Но, хотя дедушка добыл свою невесту, можно сказать, на поле боя, можно сказать, рискуя жизнью, вынес ее с поля боя на руках, дома он на руках ее не носил, и жизнь моей бабушки была вовсе не сладкой. Дедушка был человек крутой, требовательный, в быту очень аккуратный и хозяйственный. Бабушка же с молодых лет делала парики в парикмахерской, к домашней работе ее не приучили, она была, к сожалению, совсем не хозяйственная, и даже не слишком аккуратная, то есть не какая-нибудь неряха, но и не помешана на чистоте, как все Рахленки, в том числе, между прочим, и моя мать Рахиль. Мама тоже была помешана на чистоте, это она унаследовала от дедушки, а не от бабушки. И бабушка, тихая, молчаливая, очень набожная, выйдя замуж, совсем растерялась. Дедушка требовал, чтобы в доме было чисто и чтобы все было вовремя, по часам, а народу было много, и пошли дети… Постепенно бабушка, конечно, привыкла, но вначале были промашки и недоразумения, она не сумела сразу поставить себя, не сумела занять в доме настоящее положение, играть положенную роль: первым человеком был дедушка и для нее, и для детей, и для внуков, и для соседей, – словом, для всех. И хотя со временем бабушка освоилась с хозяйством и с семьей, но она так и осталась на вторых ролях. Первым был дедушка. Ну а вторым человеком стала моя мать, работяга, властная, хозяйственная, аккуратная; навязав дедушке свою семью, она считала себя обязанной работать за двоих, стряпала на всех, убирала за всеми, ходила за коровой, – в общем, управлялась со всем хозяйством.

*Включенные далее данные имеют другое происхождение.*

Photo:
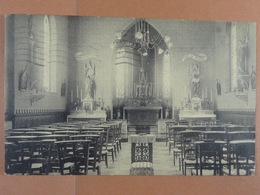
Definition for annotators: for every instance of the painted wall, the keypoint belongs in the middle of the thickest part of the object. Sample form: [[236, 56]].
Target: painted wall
[[228, 100]]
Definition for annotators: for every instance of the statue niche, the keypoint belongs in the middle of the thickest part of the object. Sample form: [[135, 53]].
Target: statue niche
[[143, 88], [90, 85]]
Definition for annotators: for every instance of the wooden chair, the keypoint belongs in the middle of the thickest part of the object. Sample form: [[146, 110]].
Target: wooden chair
[[142, 155], [95, 148], [208, 158], [188, 151], [75, 163], [241, 157]]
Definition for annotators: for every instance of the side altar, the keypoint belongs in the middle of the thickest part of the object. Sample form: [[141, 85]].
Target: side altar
[[194, 112]]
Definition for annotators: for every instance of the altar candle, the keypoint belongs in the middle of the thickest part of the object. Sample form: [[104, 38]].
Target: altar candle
[[81, 95], [71, 96], [77, 91], [185, 95]]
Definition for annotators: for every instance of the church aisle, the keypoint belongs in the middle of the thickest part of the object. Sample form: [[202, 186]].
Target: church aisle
[[162, 161]]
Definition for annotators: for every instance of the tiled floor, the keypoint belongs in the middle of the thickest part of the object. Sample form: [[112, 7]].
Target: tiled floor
[[162, 161]]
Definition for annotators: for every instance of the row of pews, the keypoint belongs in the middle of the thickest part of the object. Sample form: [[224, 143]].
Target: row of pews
[[215, 149], [62, 148]]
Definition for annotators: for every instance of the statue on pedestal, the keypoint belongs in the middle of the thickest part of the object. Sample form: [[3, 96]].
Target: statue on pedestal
[[90, 85], [195, 80]]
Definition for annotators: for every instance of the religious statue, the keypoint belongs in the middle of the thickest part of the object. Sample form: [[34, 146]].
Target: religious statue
[[253, 78], [243, 53], [142, 87], [218, 87], [195, 80], [23, 80], [90, 85]]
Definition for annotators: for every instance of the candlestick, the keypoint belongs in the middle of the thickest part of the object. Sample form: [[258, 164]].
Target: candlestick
[[71, 96], [185, 91], [77, 91], [81, 98]]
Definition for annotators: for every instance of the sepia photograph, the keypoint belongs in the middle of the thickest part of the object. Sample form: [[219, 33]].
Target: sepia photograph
[[88, 95]]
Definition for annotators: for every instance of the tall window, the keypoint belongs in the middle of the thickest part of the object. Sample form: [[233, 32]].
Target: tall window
[[50, 48]]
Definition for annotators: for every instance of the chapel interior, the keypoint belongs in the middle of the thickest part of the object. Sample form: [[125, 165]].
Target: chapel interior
[[129, 96]]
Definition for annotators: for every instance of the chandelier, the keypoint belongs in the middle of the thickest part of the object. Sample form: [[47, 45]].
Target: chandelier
[[143, 37]]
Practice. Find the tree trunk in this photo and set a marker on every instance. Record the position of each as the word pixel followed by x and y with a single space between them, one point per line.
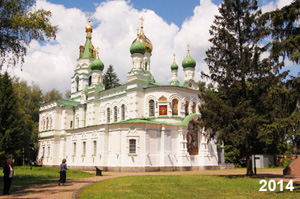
pixel 249 166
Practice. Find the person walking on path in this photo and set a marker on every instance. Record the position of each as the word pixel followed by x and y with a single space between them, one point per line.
pixel 8 172
pixel 63 172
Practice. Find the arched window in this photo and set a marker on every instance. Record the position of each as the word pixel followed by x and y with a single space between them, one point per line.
pixel 77 84
pixel 108 115
pixel 174 107
pixel 151 108
pixel 132 146
pixel 194 107
pixel 187 108
pixel 90 80
pixel 47 123
pixel 123 111
pixel 115 113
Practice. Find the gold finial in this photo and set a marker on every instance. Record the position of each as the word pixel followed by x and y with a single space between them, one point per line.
pixel 97 52
pixel 89 17
pixel 142 20
pixel 174 57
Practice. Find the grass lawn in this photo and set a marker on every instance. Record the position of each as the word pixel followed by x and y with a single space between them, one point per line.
pixel 184 186
pixel 24 177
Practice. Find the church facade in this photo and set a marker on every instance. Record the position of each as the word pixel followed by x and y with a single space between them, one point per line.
pixel 139 126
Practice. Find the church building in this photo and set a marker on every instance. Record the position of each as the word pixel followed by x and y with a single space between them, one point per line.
pixel 138 126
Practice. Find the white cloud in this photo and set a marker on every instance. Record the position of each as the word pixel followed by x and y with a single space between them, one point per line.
pixel 273 5
pixel 115 24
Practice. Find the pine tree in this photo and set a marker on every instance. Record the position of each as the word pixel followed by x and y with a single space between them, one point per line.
pixel 110 78
pixel 11 125
pixel 249 88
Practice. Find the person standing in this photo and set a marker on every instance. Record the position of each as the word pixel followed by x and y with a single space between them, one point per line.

Но при ее характере делала это не как помощница своей матери, то есть бабушки, а, так сказать, оттеснив ее от руководства и еще больше снизив ее роль в доме. И дедушка с этим мирился, ему было важно прежде всего, чтобы в доме был порядок, чтобы домашняя обстановка не мешала, а, наоборот, помогала его сапожному делу, и о всяких самолюбиях и, так сказать, расстановке сил в доме он думал меньше всего, единственной реальной силой в доме считал самого себя.

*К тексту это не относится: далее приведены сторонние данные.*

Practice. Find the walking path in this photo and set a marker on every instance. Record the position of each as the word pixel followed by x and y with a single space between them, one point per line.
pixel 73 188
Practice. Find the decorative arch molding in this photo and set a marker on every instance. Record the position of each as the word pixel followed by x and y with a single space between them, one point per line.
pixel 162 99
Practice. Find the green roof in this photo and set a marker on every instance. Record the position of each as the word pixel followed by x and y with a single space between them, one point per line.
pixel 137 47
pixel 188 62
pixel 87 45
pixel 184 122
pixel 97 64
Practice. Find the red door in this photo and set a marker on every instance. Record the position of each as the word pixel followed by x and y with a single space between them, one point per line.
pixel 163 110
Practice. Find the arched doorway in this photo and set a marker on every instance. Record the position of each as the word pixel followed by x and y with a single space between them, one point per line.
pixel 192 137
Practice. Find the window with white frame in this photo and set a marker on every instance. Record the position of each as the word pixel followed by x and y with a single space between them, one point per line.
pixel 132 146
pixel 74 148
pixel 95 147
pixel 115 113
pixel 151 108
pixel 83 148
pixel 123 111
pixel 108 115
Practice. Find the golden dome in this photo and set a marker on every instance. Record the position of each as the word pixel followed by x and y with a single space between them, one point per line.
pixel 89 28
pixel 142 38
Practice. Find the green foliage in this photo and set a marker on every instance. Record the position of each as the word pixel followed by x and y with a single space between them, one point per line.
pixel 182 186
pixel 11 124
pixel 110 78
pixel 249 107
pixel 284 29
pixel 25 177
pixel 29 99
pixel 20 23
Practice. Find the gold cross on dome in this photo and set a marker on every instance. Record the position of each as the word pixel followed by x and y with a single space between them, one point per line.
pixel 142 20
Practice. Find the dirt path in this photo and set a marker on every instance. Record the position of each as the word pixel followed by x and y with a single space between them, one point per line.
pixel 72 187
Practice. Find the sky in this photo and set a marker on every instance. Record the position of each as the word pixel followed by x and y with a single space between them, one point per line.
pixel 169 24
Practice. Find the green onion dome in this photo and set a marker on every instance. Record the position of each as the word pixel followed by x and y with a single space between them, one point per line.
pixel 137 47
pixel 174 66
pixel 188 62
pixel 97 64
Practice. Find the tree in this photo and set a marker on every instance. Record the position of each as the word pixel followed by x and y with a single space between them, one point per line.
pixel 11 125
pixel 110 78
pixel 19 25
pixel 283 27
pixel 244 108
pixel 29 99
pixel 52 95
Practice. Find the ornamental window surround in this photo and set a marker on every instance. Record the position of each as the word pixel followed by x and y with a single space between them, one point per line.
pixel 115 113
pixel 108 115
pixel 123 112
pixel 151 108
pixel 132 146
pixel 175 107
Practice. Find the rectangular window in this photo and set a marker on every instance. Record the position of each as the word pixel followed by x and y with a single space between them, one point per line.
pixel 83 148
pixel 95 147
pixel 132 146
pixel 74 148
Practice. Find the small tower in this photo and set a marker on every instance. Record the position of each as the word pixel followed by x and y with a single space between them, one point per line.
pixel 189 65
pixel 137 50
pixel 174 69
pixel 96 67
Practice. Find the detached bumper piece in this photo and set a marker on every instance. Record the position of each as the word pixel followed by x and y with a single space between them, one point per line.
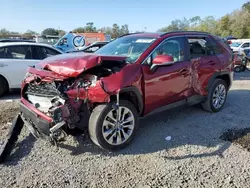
pixel 37 126
pixel 12 137
pixel 41 128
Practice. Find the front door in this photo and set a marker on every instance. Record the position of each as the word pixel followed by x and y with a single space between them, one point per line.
pixel 167 84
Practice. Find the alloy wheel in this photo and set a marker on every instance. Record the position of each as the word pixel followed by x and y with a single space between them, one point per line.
pixel 118 126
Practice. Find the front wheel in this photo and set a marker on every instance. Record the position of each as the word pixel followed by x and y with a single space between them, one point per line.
pixel 216 96
pixel 111 128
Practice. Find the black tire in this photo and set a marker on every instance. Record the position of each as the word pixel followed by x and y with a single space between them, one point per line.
pixel 208 104
pixel 96 123
pixel 243 68
pixel 237 68
pixel 3 86
pixel 11 139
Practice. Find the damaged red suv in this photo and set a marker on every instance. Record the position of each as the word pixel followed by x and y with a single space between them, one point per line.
pixel 133 76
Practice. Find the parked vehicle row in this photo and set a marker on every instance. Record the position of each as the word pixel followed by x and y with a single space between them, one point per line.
pixel 133 76
pixel 16 57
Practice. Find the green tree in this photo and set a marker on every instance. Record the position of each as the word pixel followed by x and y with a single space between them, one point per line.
pixel 194 22
pixel 4 32
pixel 115 31
pixel 50 31
pixel 79 30
pixel 124 29
pixel 246 6
pixel 30 33
pixel 90 27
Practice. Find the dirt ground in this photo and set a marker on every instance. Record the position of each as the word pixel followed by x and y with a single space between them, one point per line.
pixel 204 150
pixel 8 110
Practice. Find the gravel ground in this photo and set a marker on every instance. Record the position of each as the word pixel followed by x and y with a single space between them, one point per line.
pixel 195 156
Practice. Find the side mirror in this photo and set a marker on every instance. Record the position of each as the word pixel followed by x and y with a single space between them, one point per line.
pixel 162 60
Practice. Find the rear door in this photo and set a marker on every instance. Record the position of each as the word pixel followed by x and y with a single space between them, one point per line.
pixel 15 62
pixel 167 84
pixel 204 62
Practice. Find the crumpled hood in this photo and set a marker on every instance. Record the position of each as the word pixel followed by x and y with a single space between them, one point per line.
pixel 73 64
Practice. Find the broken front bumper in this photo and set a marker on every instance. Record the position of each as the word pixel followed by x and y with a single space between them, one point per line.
pixel 35 119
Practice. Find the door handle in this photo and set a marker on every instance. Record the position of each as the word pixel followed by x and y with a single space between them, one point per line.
pixel 3 65
pixel 183 72
pixel 211 63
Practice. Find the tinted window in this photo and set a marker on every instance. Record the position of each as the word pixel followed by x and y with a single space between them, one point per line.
pixel 91 49
pixel 130 46
pixel 2 52
pixel 245 45
pixel 200 47
pixel 40 52
pixel 173 47
pixel 18 52
pixel 51 52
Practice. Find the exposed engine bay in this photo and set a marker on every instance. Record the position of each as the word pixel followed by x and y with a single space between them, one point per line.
pixel 69 100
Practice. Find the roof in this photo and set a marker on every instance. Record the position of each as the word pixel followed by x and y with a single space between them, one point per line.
pixel 23 43
pixel 160 34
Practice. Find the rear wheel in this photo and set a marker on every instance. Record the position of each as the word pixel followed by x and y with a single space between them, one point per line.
pixel 216 96
pixel 111 129
pixel 238 69
pixel 3 86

Ничего отец, естественно, не мог изменить, он вошел в дедушкин дом как примак и не вмешивался в чужую жизнь. Но с первого же дня стал оказывать бабушке внимание и уважение, к которому в доме не привыкли, и это внимание и уважение само по себе звучало неким протестом. Мало того, отец заставил и мою мать относиться с уважением к бабушке, и она, не выпуская из рук бразды правления, все же, следуя влиянию отца, чувствуя некоторую свою вину перед ним, не желая его огорчать, не смела помыкать бабушкой, оказывала ей, как могла, внимание и уж во всяком случае не ссорилась с ней и не пререкалась.
Будни были суетливые, хлопотные: заказчики, покупатели, поставщики, работа, беготня, – особенно шумно было в базарные дни, когда приезжали окрестные мужики. Тихо было в пятницу вечером и в субботу. На столе белоснежная скатерть, тускло мерцают свечи, пахнет фаршированной рыбой и свежей халой, дедушка, широкоплечий, красивый, расхаживает по комнате и бормочет вечернюю молитву. А в субботу, в новом сюртуке и картузе, заложив руки за спину, медленно и важно шествует в синагогу. Я нес за ним молитвенник и бархатную сумку с талесом, мне еще не было тринадцати лет – год совершеннолетия, – и я шел за дедушкой, расшвыривая ногами камешки и пританцовывая на шатающихся досках деревянного тротуара.
Как я вам уже говорил, дедушка был старостой в синагоге, самым, можно сказать, уважаемым человеком в общине. Но был ли он истинно и глубоко верующим, таким, например, как бабушка, не могу сказать. Во всем облике бабушки было нечто религиозное, не ханжески-богомольное, не исступленное, а проникновенно-религиозное, спокойное, даже отрешенное. В темной блузке, темной юбке с широким поясом, в черной вязаной, ручной работы, косынке, тихая, но представительная, она ходила в синагогу без молитвенника: молитвенник ее всегда лежал в синагоге, в шкафчике под сиденьем; дома на ночном столике у нее был другой молитвенник. Дедушка не был таким богомольным, не такой уж верующий. Для него религия была скорее формой его национального существования, праздником, отдохновением от трудов и забот, основой порядка, которым он жил. Он был прежде всего человеком дела, человеком слова, человеком конкретного дела, человеком конкретного слова. Конечно, есть сапожники, которые, сидя на табурете, суча дратву или забивая гвозди, рассуждают о мировых проблемах. Дедушка никогда не рассуждал о мировых проблемах. Если хотите знать, вообще не рассуждал – в истинном значении этого слова. Молча выслушивал других, все обдумывал и потом коротко и ясно объявлял свое решение. И если дедушка советовал клиенту сделать так, а не этак, изготовить таким способом, а не другим, то клиент делал именно так, как советовал дедушка, знал, что Авраам Рахленко никогда свои личные интересы не поставит выше интересов клиента. Он был общественный человек не из честолюбия, а потому, что в общественных делах мог проявить свою справедливость.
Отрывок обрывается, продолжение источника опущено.